Sentimentreich vorgetragen, steuert der Wortschwall auf das Thema Nichterreichen von eigenen Zielen zu. Die gescheiterte Hoffnung. Ob dies auch als Metapher in Sachen digitale und elektronische Medien zu verstehen ist? Keine Bestuhlung auch im Dom im Berg, wo der niederländische Theatermacher Jan Ritsema zur Uraufführung von "Shakespeare‚s As You Like It, A Body Part" lud. Schon beim Eintritt, dem Zerstören einer aus Papiertüten aufgebauten Stadt, hat sich der berühmteste Sohn aus Stratford-upon-Avon verflüchtigt. Stattdessen: 19 Akteure verdeutlichen mit einem Planspiel gruppendynamische Prozesse im Kreativbusiness. In rund zwei Dutzend performativen Szenen hört das herumgehende, teilweise beteiligte Publikum einen Scheidungsanwalt über die Liebe referieren, sieht einen Indianertanz, verfolgt Entspannungsübungen mit, lauscht einer Talkshow auf dem "TV-Sofa".

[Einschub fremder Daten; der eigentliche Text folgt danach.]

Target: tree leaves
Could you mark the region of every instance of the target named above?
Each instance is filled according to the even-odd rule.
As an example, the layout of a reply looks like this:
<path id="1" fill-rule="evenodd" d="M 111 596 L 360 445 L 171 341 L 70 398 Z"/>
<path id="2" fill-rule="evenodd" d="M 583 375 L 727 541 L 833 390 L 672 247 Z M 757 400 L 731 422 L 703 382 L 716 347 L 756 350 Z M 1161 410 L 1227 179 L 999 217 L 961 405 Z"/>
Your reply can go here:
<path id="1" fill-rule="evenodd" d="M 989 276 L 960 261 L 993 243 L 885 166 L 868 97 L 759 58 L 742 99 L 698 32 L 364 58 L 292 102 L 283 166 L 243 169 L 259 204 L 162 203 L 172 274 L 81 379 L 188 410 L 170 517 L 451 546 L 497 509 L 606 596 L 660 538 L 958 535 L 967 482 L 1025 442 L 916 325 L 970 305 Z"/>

Die Darsteller geben vor, aus dem Ereignisreigen einen Film zu drehen. Witzige Sequenzen, etwa die szenische Umsetzung eines fliegenden Projektils, wechseln mit langatmigen, wohl bekannten Off-Theater-Stilmitteln ab. Wenn Kaiser Nero launig stirbt, agiert Emma als "Private Dancer". Auch ein Theater, das nicht wie Theater aussieht, kann schwächeln.